Solicito todos os exames necessários e forneço todas as orientações pré e pós-operatórias, além de estar sempre à disposição dos meus pacientes para atendimento e acompanhamento em casos de eventuais intercorrências. Esclareço que existem reações biológicas inerentes a cada paciente, as quais são informadas em termos de consentimento antes de cada cirurgia.
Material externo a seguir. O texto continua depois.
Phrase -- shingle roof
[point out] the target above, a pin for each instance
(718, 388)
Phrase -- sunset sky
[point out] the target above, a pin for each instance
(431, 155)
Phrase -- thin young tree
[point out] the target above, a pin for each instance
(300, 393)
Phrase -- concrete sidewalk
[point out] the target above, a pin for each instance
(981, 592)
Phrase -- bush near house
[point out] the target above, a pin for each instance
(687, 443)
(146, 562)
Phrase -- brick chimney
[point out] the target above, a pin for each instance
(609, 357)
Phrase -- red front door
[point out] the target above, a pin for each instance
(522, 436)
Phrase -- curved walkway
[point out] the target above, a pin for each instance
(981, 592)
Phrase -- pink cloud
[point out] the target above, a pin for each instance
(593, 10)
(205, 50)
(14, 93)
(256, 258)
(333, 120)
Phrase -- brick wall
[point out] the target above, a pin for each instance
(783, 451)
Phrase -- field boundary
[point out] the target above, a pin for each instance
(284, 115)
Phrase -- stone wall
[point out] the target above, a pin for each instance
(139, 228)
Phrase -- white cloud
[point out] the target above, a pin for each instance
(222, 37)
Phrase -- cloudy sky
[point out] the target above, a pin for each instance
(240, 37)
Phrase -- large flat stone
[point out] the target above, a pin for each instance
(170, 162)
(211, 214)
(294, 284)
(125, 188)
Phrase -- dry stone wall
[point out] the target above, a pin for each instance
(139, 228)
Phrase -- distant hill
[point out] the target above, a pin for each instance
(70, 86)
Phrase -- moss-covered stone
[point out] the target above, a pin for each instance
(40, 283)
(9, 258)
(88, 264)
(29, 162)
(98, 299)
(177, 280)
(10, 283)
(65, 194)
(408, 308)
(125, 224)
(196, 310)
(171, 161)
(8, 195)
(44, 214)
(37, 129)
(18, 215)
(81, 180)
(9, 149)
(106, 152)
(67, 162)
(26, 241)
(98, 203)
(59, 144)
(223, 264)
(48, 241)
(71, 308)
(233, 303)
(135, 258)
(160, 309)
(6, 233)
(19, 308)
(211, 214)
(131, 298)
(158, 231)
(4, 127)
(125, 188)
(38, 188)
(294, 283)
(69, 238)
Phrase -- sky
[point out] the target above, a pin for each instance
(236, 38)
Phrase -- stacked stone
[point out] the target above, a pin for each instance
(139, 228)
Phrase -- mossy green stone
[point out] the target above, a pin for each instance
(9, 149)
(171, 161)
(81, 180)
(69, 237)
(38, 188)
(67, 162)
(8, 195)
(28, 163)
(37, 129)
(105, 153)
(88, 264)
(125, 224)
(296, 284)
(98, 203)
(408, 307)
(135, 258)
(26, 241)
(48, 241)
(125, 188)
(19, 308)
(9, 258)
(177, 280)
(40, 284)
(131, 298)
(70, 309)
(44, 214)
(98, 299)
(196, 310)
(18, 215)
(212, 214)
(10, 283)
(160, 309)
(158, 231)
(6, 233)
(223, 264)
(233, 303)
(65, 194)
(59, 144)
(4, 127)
Como membro da Sociedade Brasileira de Cirurgia Plástica (SBCP), Society of Aestgetic Plástico Surgery (ISAPS) e da Associação Brasileira de Cirurgiões Plásticos (BAPS), estou em constante atualização profissional, realizando cursos de qualificação e participando de congressos voltados ao conhecimento e aprimoramento do domínio dos procedimentos em cirurgia plástica. Realizo uma média de 300 cirurgias por ano e, em todas, utilizo as técnicas mais modernas e recomendadas dentro da especialidade.
O Código de Ética Médica veda que o profissional exponha fatos dos quais teve conhecimento em razão de sua função, mesmo que tornados públicos. Além disso, os processos citados nesta matéria encontram-se sob sigilo processual. Por tais razões, minha manifestação sobre cada caso continuará sendo feita nos autos das respectivas ações.
Tenho confiança na ética e no comprometimento com que conduzo o meu trabalho e estou seguro de que todas as acusações serão esclarecidas na justiça.”